On a l'habitude d'associer la décadence à la dégradation de moeurs. «Aux hommes de la fin du XIXe siècle, écrit Marguerite Yourcenar, la décadence romaine apparaissait sous l'aspect de patriciens couronnés de roses s'appuyant du coude sur des coussins ou de belles filles, ou encore, comme les a rêvés Verlaine, composant des acrostiches indolents en regardant passer les grands barbares blancs. Nous sommes mieux renseignés sur la manière dont une civilisation finit par finir. Ce n'est pas par des abus, des vices ou des crimes qui sont de tous les temps, et rien ne prouve que la cruauté d'Aurélien ait été pire que celle d'Octave, ou que la vénalité dans la Rome de Didius Julianus ait été plus grande que dans celle de Sylla.»

Marguerite Yourcenar associe plutôt la décadence aux diverses formes de la démesure: gigantisme, gaspillage, enflure. «Les maux dont on meurt sont plus spécifiques, plus complexes, plus lents, parfois plus difficiles à découvrir ou à définir. Mais nous avons appris a découvrir ce gigantisme qui n'est que la contrefaçon malsaine d'une croissance, ce gaspillage qui fait croire a l'existence de richesses qu'on n'a déjà plus, cette pléthore si vite remplacée par la disette à la moindre crise, ces divertissements ménagés d'en haut, cette atmosphère d'inertie et de panique, d'autoritarisme et d'anarchie, ces réaffirmations pompeuses d'un grand passé au milieu de l'actuelle médiocrité et du présent désordre, ces réformes qui ne sont que des palliatifs et ces accès de vertu qui ne se manifestent que par des purges, ce goût du sensationnel qui finit par faire triompher la politique du pire, ces quelques hommes de génie mal secondés, perdus dans la foule des grossiers habiles, des fous violents, des honnêtes gens maladroits et des faibles sages. Le lecteur moderne est chez lui dans l'Histoire Auguste.»
    Marguerite Yourcenar, Mount Desert Island, 1958
Source: "Les visages de l'Histoire dans l'Histoire Auguste", Paris, Gallimard, 1962

Essentiel

«Le processus de déclin des civilisations est d'une grande complexité et il plonge ses racines dans la plus totale obscurité. Bien entendu, on peut trouver après coup de multiples explications et rationalisations, sans parvenir à dissiper le sentiment d'un irrationnel agissant au coeur même de ce processus. Les acteurs d'une civilisation bien déterminée, des grandes masses aux grands décideurs, même s'ils prennent plus ou moins conscience du processus de déclin, semblent impuissants à arrêter la chute de leur civilisation.

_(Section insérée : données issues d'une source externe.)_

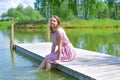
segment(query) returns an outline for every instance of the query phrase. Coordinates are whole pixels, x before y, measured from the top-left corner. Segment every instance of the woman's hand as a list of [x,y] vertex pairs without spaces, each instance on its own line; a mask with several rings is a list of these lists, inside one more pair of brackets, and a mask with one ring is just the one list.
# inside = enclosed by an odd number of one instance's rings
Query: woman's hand
[[60,63],[60,60],[55,60],[55,64],[59,64]]

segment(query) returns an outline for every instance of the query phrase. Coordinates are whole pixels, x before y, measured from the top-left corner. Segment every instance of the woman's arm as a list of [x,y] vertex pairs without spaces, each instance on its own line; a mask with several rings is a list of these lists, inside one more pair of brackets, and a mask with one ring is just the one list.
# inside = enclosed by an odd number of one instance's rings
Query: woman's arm
[[59,35],[57,38],[58,42],[58,60],[61,59],[61,53],[62,53],[62,35]]
[[51,53],[55,52],[56,45],[52,43]]
[[58,59],[55,60],[55,63],[58,64],[61,60],[61,53],[62,53],[62,36],[58,36]]

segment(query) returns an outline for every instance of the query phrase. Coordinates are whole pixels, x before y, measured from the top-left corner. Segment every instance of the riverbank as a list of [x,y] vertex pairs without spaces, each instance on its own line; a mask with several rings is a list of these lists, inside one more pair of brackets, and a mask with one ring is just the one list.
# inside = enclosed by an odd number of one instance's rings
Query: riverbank
[[[12,24],[11,21],[0,22],[0,29],[7,29]],[[120,28],[120,20],[81,20],[63,21],[61,26],[64,28]],[[47,27],[47,21],[37,22],[17,22],[16,28],[41,29]]]
[[72,20],[63,22],[67,28],[120,28],[120,20]]

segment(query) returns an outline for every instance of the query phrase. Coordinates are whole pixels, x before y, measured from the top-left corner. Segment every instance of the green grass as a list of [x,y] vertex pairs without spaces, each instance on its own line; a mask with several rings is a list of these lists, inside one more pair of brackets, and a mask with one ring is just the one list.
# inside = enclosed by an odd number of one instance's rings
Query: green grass
[[11,21],[0,21],[0,29],[8,29],[11,25]]
[[102,29],[94,29],[94,28],[75,28],[75,29],[66,29],[68,35],[71,36],[80,36],[80,35],[110,35],[114,33],[120,33],[120,28],[102,28]]
[[76,19],[62,23],[63,27],[74,28],[120,28],[120,20],[81,20]]
[[46,29],[47,29],[47,25],[40,25],[40,26],[37,26],[37,27],[38,27],[37,29],[39,29],[41,31],[46,31]]
[[[11,26],[11,21],[1,21],[0,22],[0,29],[7,29],[9,26]],[[47,27],[47,24],[45,23],[44,25],[44,30],[45,27]],[[72,21],[63,21],[61,22],[61,26],[64,28],[120,28],[120,20],[82,20],[82,19],[75,19]],[[43,27],[38,26],[38,29],[43,30]]]
[[[72,35],[84,35],[84,34],[96,34],[96,35],[108,35],[114,33],[120,33],[120,20],[72,20],[63,21],[61,26]],[[47,25],[44,25],[47,28]],[[68,27],[68,28],[66,28]],[[72,27],[72,28],[70,28]],[[43,27],[39,27],[41,29]]]

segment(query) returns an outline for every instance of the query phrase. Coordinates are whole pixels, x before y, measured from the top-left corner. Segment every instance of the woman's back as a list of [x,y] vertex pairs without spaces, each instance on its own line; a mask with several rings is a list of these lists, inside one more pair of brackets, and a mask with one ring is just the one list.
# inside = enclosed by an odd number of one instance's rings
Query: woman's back
[[62,37],[62,45],[66,45],[69,43],[69,39],[64,31],[63,28],[58,28],[56,32],[53,33],[52,35],[52,40],[53,42],[57,45],[57,38],[61,36]]

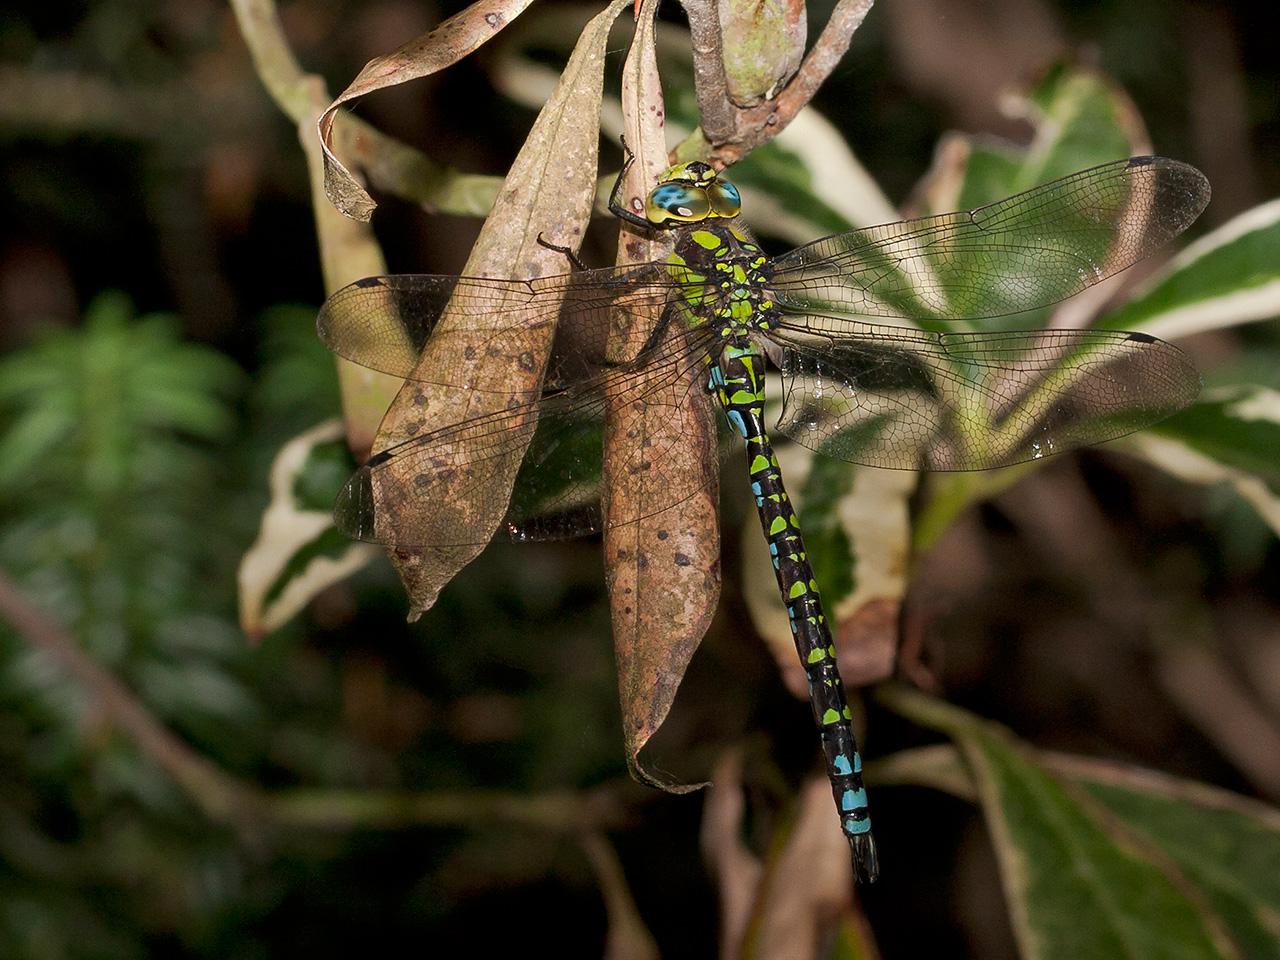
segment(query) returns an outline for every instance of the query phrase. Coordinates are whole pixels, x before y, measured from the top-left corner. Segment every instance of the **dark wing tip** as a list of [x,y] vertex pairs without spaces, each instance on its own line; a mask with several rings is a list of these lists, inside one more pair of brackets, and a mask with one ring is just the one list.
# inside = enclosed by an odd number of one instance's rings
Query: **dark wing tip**
[[1213,194],[1209,178],[1189,163],[1169,157],[1131,157],[1129,167],[1153,171],[1154,202],[1158,209],[1166,212],[1171,235],[1191,226],[1209,205]]
[[351,286],[359,287],[359,288],[381,287],[382,285],[383,285],[383,281],[381,277],[365,277],[364,279],[357,280],[355,283],[351,284]]

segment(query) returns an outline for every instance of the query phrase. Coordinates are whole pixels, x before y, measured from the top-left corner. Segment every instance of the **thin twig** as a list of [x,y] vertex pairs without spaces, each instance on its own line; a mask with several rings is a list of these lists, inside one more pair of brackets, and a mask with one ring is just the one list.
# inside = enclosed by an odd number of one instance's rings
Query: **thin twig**
[[311,77],[285,38],[274,0],[230,0],[262,85],[294,123],[311,116]]
[[298,788],[271,794],[266,808],[281,824],[311,830],[394,829],[404,826],[479,827],[495,823],[551,833],[616,829],[627,820],[617,789],[562,790],[329,790]]
[[0,616],[88,691],[103,713],[173,777],[206,816],[236,826],[256,818],[259,796],[255,788],[236,780],[175,736],[123,683],[80,649],[61,624],[36,606],[3,573],[0,573]]
[[[831,11],[831,19],[800,64],[799,71],[777,98],[738,112],[735,141],[716,145],[714,160],[718,165],[728,166],[741,160],[751,150],[772,140],[809,105],[818,88],[849,49],[854,32],[862,25],[874,2],[840,0],[836,4]],[[716,143],[713,138],[709,139]]]
[[351,830],[416,825],[485,827],[494,823],[577,834],[616,829],[628,819],[617,785],[586,793],[542,794],[307,788],[264,792],[179,739],[3,573],[0,618],[66,670],[102,714],[173,777],[206,816],[249,835],[257,836],[258,828],[265,824],[295,830]]
[[689,18],[693,88],[698,95],[702,131],[712,143],[736,140],[738,114],[729,100],[717,5],[714,0],[681,0],[681,6]]

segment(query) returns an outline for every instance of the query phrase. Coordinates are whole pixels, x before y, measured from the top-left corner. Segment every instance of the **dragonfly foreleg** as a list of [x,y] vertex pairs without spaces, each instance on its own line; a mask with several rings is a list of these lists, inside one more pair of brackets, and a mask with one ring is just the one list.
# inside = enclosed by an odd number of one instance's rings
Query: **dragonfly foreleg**
[[558,243],[552,243],[541,233],[539,233],[535,239],[537,239],[539,246],[546,247],[548,250],[554,250],[556,253],[564,254],[565,257],[568,258],[569,263],[574,267],[574,269],[577,269],[577,270],[587,269],[587,265],[578,259],[578,255],[570,247],[562,247]]

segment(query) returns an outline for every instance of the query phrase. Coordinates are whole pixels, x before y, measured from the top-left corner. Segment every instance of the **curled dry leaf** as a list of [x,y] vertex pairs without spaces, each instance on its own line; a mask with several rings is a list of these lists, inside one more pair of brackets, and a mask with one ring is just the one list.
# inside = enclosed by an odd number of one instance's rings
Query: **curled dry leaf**
[[702,857],[720,892],[720,956],[740,957],[764,875],[764,864],[742,842],[747,809],[742,751],[726,751],[712,776],[702,808]]
[[[654,43],[657,6],[656,0],[644,3],[623,68],[627,143],[636,157],[624,185],[623,203],[631,209],[637,209],[648,185],[667,165]],[[659,249],[661,242],[624,225],[618,262],[662,259],[666,251]],[[657,318],[617,319],[618,335],[626,338],[643,337]],[[610,405],[605,425],[606,521],[611,515],[642,517],[617,526],[606,523],[604,535],[627,762],[638,779],[677,793],[701,784],[683,785],[657,777],[640,765],[638,754],[666,719],[720,596],[716,429],[706,393],[695,382],[699,375],[700,368],[695,368],[683,378],[662,383],[646,392],[643,403]],[[654,464],[649,451],[668,444],[677,451],[679,462]],[[654,470],[655,466],[661,469]],[[661,513],[644,516],[651,487],[670,483],[672,471],[696,478],[691,487],[698,488],[698,493]]]
[[[333,119],[343,104],[375,90],[417,80],[452,66],[520,16],[533,0],[479,0],[394,53],[375,57],[320,115],[324,189],[329,201],[353,220],[368,220],[376,204],[333,152]],[[613,18],[610,18],[610,23]]]
[[[537,237],[545,234],[551,242],[575,250],[581,241],[595,197],[606,41],[613,21],[625,5],[626,0],[617,0],[583,30],[559,85],[512,164],[493,212],[467,260],[465,275],[527,279],[564,273],[564,255],[540,245]],[[538,316],[545,320],[545,302],[539,306]],[[552,325],[544,324],[542,342],[533,348],[531,336],[518,338],[519,346],[513,349],[504,349],[504,339],[494,337],[485,349],[477,349],[466,359],[449,348],[447,334],[457,325],[464,324],[468,331],[479,334],[486,320],[496,330],[509,328],[517,319],[512,311],[482,318],[447,308],[437,325],[437,335],[423,350],[414,379],[387,411],[374,449],[383,450],[409,439],[424,422],[444,427],[508,409],[531,394],[536,395],[555,332]],[[510,338],[505,342],[509,343]],[[511,355],[513,350],[520,355]],[[459,362],[466,365],[462,375],[457,370]],[[432,372],[442,365],[450,367],[448,376]],[[433,382],[475,386],[471,390],[433,388]],[[536,408],[529,408],[514,428],[523,432],[525,446],[537,427],[536,416]],[[496,530],[506,512],[523,453],[524,448],[512,450],[501,461],[491,459],[480,468],[467,463],[464,456],[459,457],[459,463],[450,463],[442,451],[436,468],[452,470],[457,477],[456,489],[467,491],[465,497],[438,505],[445,522],[456,517],[459,529]],[[403,472],[380,471],[373,496],[378,504],[379,523],[385,530],[404,526],[399,518],[406,511],[420,509],[413,495],[414,481],[413,476]],[[395,537],[386,539],[394,542]],[[394,551],[393,559],[409,593],[411,618],[429,609],[440,589],[482,549],[482,544],[476,544]]]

Une chose est certaine : un grand décalage entre les mentalités des acteurs et les nécessités internes de développement d'un type de société, accompagne toujours la chute d'une civilisation. Tout se passe comme si les connaissances et les savoirs qu'une civilisation ne cesse d'accumuler ne pouvaient être intégrées dans l'être intérieur de ceux qui composent cette civilisation. Or, après tout, c'est l'être humain qui se trouve ou devrait se trouver au centre de toute civilisation digne de ce nom. »

Extrait de La transdisciplinarité-Manifeste, par Basarab Nicolescu, Éditions du Rocher, Monaco, 1996.